Linda McMahon’s Husband Vince Fought the Law, and the Law Lost (Part 4 – The Defense Lawyer, the ‘Fixer,’ and the Playboy Model)

Monday – Part 1, Dr. George Zahorian

Tuesday – Part 2, 1992 Drug and Sex Scandals

Wednesday – Part 3, 1994 Drug Trial

TODAY – Part 4, The Defense Lawyer, the “Fixer,” and the Playboy Model

Friday – Part 5, Aftermath

Saturday – Part 6, Waxman Committee Interview

Sunday – Part 7, Conclusion

At his 1994 trial on Long Island of federal drug trafficking and  conspiracy charges, Vince McMahon’s defense team included Jerry McDevitt, his long-time trusted lawyer and troubleshooter. Another defense attorney was the prominent trial lawyer Laura Brevetti. In 1992-93, when President Clinton was looking to appoint a female attorney general, Brevetti’s name appeared on several published “short lists” of prospects. (This year she joined the New York office of the law firm K&L Gates, where McDevitt has long been a Pittsburgh-based partner.)

Brevetti’s husband, Martin Bergman, was a freelance television producer. (His brother, Lowell Bergman, was the investigative producer for 60 Minutes who would be portrayed by Al Pacino in The Insider, the movie about tobacco industry corruption.)

An important government witness at McMahon’s trial was his former secretary Emily Feinberg.
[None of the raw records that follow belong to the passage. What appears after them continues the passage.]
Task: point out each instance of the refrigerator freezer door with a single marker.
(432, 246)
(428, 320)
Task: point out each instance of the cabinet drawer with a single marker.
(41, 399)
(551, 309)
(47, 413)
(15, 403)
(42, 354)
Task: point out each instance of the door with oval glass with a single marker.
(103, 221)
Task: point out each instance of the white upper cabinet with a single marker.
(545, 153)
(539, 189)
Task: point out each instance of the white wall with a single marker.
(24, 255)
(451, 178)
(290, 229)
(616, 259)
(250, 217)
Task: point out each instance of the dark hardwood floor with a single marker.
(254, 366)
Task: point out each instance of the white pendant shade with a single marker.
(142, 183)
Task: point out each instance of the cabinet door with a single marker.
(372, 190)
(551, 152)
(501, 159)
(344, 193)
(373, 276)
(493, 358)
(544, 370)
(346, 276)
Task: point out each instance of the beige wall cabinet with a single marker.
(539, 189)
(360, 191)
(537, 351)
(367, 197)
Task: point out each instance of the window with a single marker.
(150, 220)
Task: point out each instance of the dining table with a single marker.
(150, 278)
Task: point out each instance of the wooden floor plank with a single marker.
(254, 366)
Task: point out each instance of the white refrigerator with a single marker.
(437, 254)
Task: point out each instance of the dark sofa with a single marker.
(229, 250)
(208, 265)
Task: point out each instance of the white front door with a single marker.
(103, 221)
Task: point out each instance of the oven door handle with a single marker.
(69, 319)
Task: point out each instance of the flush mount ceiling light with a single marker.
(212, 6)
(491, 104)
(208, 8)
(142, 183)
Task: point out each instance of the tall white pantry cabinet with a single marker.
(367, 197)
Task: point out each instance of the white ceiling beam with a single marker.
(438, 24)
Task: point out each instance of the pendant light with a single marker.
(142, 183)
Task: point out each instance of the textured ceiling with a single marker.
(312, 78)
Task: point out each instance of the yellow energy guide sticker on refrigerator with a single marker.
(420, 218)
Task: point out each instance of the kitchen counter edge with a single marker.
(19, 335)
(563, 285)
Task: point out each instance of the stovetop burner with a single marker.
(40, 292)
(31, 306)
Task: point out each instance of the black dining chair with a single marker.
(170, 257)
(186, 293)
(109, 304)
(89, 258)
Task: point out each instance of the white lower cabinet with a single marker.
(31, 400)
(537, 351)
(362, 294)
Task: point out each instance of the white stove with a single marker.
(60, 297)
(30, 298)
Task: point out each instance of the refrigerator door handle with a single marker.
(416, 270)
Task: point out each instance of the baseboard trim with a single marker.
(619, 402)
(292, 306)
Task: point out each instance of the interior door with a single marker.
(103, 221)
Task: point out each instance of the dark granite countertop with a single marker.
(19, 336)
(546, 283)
She was also a former Playboy magazine model. Additionally, her husband was a WWF TV script writer.

During her WWF employment, Vince McMahon and Emily Feinberg were rumored to have had an affair. Vince and Linda McMahon have not talked about this in specifics, but their narrative includes the general acknowledgment that Vince cheated on her more than once while indulging in what he has termed the “party atmosphere” of the 1980s.

A year after McMahon’s trial acquittal, New York’s Village Voice published a long investigative story about Martin Bergman, who was described as a well-known “fixer.” The Voice article said that before Emily Feinberg’s trial testimony, Bergman contacted her under the guise of being a producer for a tabloid TV show. The suggestion was that, through his conversations with Feinberg, Bergman corrupted her direct testimony and aided the discrediting of it during cross-examination.